Alignment accuracy depends on the scoring system you choose. You can customize:

- **Match score**: Reward for identical bases (e.g., +2)
- **Mismatch penalty**: Penalty for substitutions (e.g., -1)
- **Gap penalties**:
  - **Gap open penalty**: Cost to start a new gap
  - **Gap extension penalty**: Cost to extend an existing gap

These values affect how aggressive the alignment is about introducing gaps or mismatches.
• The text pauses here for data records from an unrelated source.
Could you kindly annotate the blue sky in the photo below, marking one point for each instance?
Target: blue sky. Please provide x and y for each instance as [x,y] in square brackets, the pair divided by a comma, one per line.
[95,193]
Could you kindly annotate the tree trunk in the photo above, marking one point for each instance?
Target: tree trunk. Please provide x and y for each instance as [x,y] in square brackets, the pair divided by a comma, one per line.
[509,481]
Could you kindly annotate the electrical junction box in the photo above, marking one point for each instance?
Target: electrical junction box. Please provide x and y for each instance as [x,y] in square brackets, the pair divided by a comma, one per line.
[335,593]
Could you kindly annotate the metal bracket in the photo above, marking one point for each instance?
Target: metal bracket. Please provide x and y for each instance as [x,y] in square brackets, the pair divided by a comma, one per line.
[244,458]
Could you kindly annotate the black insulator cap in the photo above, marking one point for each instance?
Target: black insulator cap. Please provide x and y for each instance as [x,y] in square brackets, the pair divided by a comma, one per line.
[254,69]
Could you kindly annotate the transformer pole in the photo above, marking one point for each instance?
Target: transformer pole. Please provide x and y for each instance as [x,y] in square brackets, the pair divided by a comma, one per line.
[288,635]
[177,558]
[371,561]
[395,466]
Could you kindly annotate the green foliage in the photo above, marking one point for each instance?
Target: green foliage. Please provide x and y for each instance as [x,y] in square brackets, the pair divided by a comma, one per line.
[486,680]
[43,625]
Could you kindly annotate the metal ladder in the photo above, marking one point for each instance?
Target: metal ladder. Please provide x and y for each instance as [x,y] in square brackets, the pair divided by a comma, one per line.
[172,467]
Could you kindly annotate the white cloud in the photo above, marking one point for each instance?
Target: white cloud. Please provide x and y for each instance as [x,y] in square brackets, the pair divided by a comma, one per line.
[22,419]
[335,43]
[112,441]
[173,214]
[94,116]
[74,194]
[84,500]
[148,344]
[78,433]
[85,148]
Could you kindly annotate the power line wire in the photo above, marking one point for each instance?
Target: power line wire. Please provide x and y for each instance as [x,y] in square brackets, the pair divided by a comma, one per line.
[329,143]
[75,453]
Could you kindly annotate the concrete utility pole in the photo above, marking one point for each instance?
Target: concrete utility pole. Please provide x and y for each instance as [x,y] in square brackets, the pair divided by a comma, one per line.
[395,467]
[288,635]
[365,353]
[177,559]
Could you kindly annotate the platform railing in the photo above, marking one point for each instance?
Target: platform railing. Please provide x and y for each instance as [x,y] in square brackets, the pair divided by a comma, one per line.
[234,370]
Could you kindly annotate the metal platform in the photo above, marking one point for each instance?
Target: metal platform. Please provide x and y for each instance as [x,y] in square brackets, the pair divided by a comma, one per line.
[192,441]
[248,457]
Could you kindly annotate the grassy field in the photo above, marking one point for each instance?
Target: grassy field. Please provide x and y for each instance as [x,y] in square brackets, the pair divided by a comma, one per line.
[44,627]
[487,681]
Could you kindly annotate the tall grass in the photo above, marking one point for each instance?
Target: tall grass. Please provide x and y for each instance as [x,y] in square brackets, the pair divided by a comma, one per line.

## ⚙️ Biopython `PairwiseAligner`

As of Biopython v1.78+, the recommended way to do pairwise alignments is to use:

```python
from Bio import Align
```

This new aligner replaces the older `pairwise2` module and offers:
- Support for both global and local alignments
- Flexible scoring configuration
- Better performance and future compatibility


# 🔬 Examples using Biopython's `PairwiseAligner`


## 📦 Setup and Import

In [1]:
from Bio import Align
aligner = Align.PairwiseAligner()

## 1️⃣ Global Alignment (Match = 1, Mismatch = 0, No Gap Penalties)
This example mimics the old `globalxx` method: only matching characters contribute to the score.

In [29]:
aligner.mode = 'global'
aligner.match_score = 1
aligner.mismatch_score = 0
aligner.open_gap_score = 0
aligner.extend_gap_score = 0

alignments = aligner.align("AAGGTT", "AGTTAG")
print(alignments[0])
print("score:", alignments.score)



## 2️⃣ Global Alignment (Match = 2, Mismatch = -1)
Here we assign a penalty for mismatches while rewarding matches more heavily.

In [31]:
aligner.mode = 'global'
aligner.match_score = 2
aligner.mismatch_score = -1
aligner.open_gap_score = 0
aligner.extend_gap_score = 0

alignments = aligner.align("AAGGTT", "AGTTAG")
print(alignments[0])
print("score:", alignments.score)



## 3️⃣ Global Alignment with Gap Penalties (Open = -2, Extend = -1)
Gap opening and extension penalties discourage unnecessary gaps.

In [33]:
aligner.mode = 'global'
aligner.match_score = 1
aligner.mismatch_score = -1
aligner.open_gap_score = -2
aligner.extend_gap_score = -1

alignments = aligner.align("AAGGTT", "AGTTAG")
print(alignments[0])
print("score:", alignments.score)



## 4️⃣ Protein Alignment with BLOSUM62 Matrix
Use a substitution matrix to align protein sequences with biologically meaningful scores.

In [15]:
from Bio.Align import substitution_matrices

matrix = substitution_matrices.load("BLOSUM62")
aligner.substitution_matrix = matrix
aligner.open_gap_score = -10
aligner.extend_gap_score = -0.5

alignments = aligner.align("KEVLA", "EVL")
print(alignments[0])
print("score:", alignments.score)



## 5️⃣ Local Alignment (Match = 2, Mismatch = -1, Gaps Open = -2, Extend = -1)
Local alignment finds the best matching sub-region between two sequences.

In [32]:
aligner.mode = 'local'
aligner.match_score = 2
aligner.mismatch_score = -1
aligner.open_gap_score = -2
aligner.extend_gap_score = -1

alignments = aligner.align("AAGGTT", "AGTTAG")
print(alignments[0])
print("score:", alignments.score)



# 🔁 Different Alignments from Scoring Schemes

This example shows how changing scoring parameters in Biopython's `PairwiseAligner` can lead to different alignments, even with the same two sequences.

## 🧬 Sequences to Align
We will align:
- `AAGGTT`
- `AGTTAG`

These sequences contain overlaps and differences that will respond differently to scoring schemes.

In [34]:
from Bio import Align
aligner = Align.PairwiseAligner()
seq1 = "AAGGTT"
seq2 = "AGTTAG"

## ⚖️ Example 1: Match = 2, Mismatch = -1, No Gap Penalty
This scoring encourages matching without penalizing gaps.

In [35]:
aligner.mode = 'global'
aligner.match_score = 2
aligner.mismatch_score = -1
aligner.open_gap_score = 0
aligner.extend_gap_score = 0

alignments = aligner.align(seq1, seq2)
print(alignments[0])
print("score:", alignments.score)



## ❌ Example 2: Penalize Gaps Heavily
Now we discourage gaps strongly, which can shift the alignment strategy.

In [36]:
aligner.mode = 'global'
aligner.match_score = 1
aligner.mismatch_score = -1
aligner.open_gap_score = -5
aligner.extend_gap_score = -2

alignments = aligner.align(seq1, seq2)
print(alignments[0])
print("score:", alignments.score)



## 🔍 Observation
Notice how the alignment changes:
- In **Example 1**, the aligner may introduce gaps to maximize matching bases.
- In **Example 2**, the aligner avoids gaps, possibly accepting mismatches instead.

This illustrates how scoring influences biological interpretations!